Michael Masi is "likely" on his way out of the F1 race director role as part of a new race-management structure. https://t.co/fpjOdSP58u #F1 pic.twitter.com/scWCtS5P2M

— PlanetF1 (@Planet_F1) January 28, 2022

The FIA promised a full investigation into the season finale and their findings are due to be released on the eve of the 2022 Formula 1 season – March 18.

But, until that checkpoint, speculation over those findings and what new methods will be implemented are beginning to filter through the world of Formula 1.

One element that looks almost certain is the introduction of a new structure that will take all of the responsibilities of the race director and spread them out across multiple people rather than just one person being solely in charge.

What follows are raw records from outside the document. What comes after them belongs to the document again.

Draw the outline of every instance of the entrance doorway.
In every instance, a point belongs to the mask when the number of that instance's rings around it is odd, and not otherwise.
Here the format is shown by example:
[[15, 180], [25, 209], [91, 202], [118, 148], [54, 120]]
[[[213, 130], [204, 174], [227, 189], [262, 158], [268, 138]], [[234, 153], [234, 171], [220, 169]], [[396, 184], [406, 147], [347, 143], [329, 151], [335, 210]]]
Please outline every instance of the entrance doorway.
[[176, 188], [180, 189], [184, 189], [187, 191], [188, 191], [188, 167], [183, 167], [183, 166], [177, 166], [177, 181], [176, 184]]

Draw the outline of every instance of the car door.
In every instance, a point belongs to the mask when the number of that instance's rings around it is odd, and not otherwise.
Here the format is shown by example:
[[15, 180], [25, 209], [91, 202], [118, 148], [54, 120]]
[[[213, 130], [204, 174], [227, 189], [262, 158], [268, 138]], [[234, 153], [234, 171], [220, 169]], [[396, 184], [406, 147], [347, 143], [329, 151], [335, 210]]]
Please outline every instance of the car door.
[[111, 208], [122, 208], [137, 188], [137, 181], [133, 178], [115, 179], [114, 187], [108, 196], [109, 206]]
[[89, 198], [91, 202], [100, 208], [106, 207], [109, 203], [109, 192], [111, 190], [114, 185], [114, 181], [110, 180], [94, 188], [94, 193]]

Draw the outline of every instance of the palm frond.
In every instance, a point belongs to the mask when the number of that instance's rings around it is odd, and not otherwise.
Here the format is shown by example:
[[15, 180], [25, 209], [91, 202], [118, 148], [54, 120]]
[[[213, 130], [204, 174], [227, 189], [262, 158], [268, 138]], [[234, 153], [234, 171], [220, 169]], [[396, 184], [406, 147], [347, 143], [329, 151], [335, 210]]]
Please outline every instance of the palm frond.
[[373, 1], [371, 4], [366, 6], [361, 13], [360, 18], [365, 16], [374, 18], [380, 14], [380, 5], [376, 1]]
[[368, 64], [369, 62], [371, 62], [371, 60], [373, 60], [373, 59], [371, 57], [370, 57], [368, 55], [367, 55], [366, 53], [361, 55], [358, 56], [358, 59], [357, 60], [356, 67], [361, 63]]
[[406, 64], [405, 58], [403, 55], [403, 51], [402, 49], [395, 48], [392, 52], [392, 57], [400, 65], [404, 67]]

And, according to German publication Motorsport-Magazin, that structure could include a central hub of video assistants that will help advise Race Control throughout a Formula 1 race week, much like a panel of officials do in football, feeding back and advising to the referees in the thick of the action.

 

Their report states: ‘The race management could grow in two dimensions. Up to now, race control has only worked directly at the track.

‘Teams, on the other hand, have so-called virtual garages in their factories.

‘The data from the racetrack flows into them in real time. Experts in the virtual garages support their teams from the factory.

‘A similar system is now also conceivable at the FIA.

‘While the race director on site takes care of the most important tasks in real time, a team in the background can check various scenarios and intervene in an emergency. Similar to a virtual referee in football.

‘The teams’ radio messages could then also be received there.

‘There will be no more radio chaos like in Abu Dhabi, where team bosses interfered in the race director’s decisions.’

There also seems to be general support in the paddock to stop broadcasting messages between the teams and the FIA, while the proposed ‘background team’ would help create a buffer zone to stop teams directly lobbying the race director – as we saw on many occasions throughout a crazy 2021 season.